|
Warmup Parallel Programming
COS 598A, Spring 2007, Princeton University
|
Parallel Matrix
Multiplication (due March 10, 2007)
The goal
of this programming assignment is for students to learn how to program with
Pthreads and get familiar with the multiprocessors and their environments.
The assignment has two parts. You are required to use only integer
multiplications.
Part 1: Parallel Matrix Multiply
This part requires
students to write a parallel program "pmm" to solve matrix multiply C = A * B,
where A, B, and C are all N by N. Matrix A is initialized by setting
A[i,j] = i + j, for all 0 ≤
i < N and 0 ≤
j < N. Matrix B is initialized by setting B[i,j] = i + 2*j, for all 0
≤ i < N
and 0 ≤
j < N. N should be a command line argument. By typing "pmm 2000,"
pmm will run the matrix multiply with N=2000 and will print out the 10-by-10 top
left corners of matrix A, B, and C, as well as its elapse time in microseconds.
By typing "pmm 6," pmm will compute matrix multiply with N=6 and print out
entire matrix A, B, and C, as well as elapse time in microseconds.
The pecific requirements
are:
- Your pmm should
execute twice. The first time should run the multiplications with
natural data layout for A, and B. The second time should run with a
transposed matrix B. Each time, your program should print out the
three matrices and elapse time.
- You should try to
write a portable version of pmm that runs on the quad-core Xeon server, the Niagara
server, and the SGI Origin 3000.
- You should try to
figure out how to create threads to achieve the minimal elapse times.
- You should submit a
printout of your program source, and a report showing the outputs of "pmm
2000" on all three parallel machines.

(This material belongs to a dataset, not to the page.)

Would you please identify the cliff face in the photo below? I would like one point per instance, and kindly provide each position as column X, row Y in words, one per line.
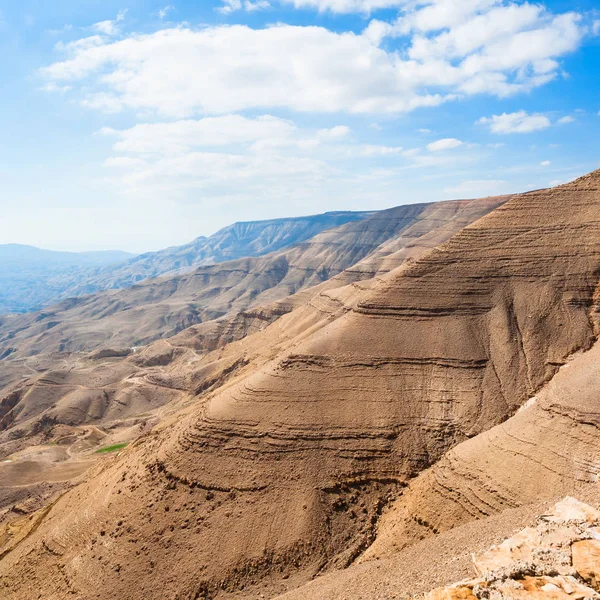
column 31, row 279
column 245, row 239
column 287, row 468
column 163, row 307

You should
explain why the two elapse times of requirement ! are different and explain
why you choose the method for requirement 3.
Part 2: Pipelined Parallel Matrix Multiply
This part requires students to write a parallel program ppmm using the
pipelined model to solve matrix multiplies X = A * B * C * D, where all matrices
are N by N. The matrices are initialized in the following way: A[i,j] = i
+ j; B[i,j] = i + 2 * j; C[i,j] = i + 3 * j; and D[i,j] = i+4*j, for
all 0 ≤
i < N and 0 ≤
j < N. Similar to pmm, ppmm also uses a command line argument to
set N and prints out the 10-by-10 top left cornors of all matrices, as well as
the program's elapse time. You can use pmm program you wrote for Part 1 as
the base.
The specific requirements are:
- You are required to use the pipelined model to write this parallel
program. Your program has three pipeline stages, one for each matrix
multiply. Each stage should use more than one thread to execute its
matrix multiplication. You should define a queue between two stages and
implement Enqueue() and Dequeue() operations on the queue. You are
asked to use mutex and condition variable primitives to synchronize among
threads when accessing each queue.
- This program will use one data representation that achieves the best
elapse time.
- You should try to write a portable version of ppmm that runs on
the quad-core
Xeon server, the Niagara server, and the SGI Origin 3000.
- You should submit a
printout of your program source, and a report showing the outputs of "pmm
2000" on all three parallel machines. You should
explain why the two elapse times of requirement ! are different and explain
why you choose the method for requirement 3.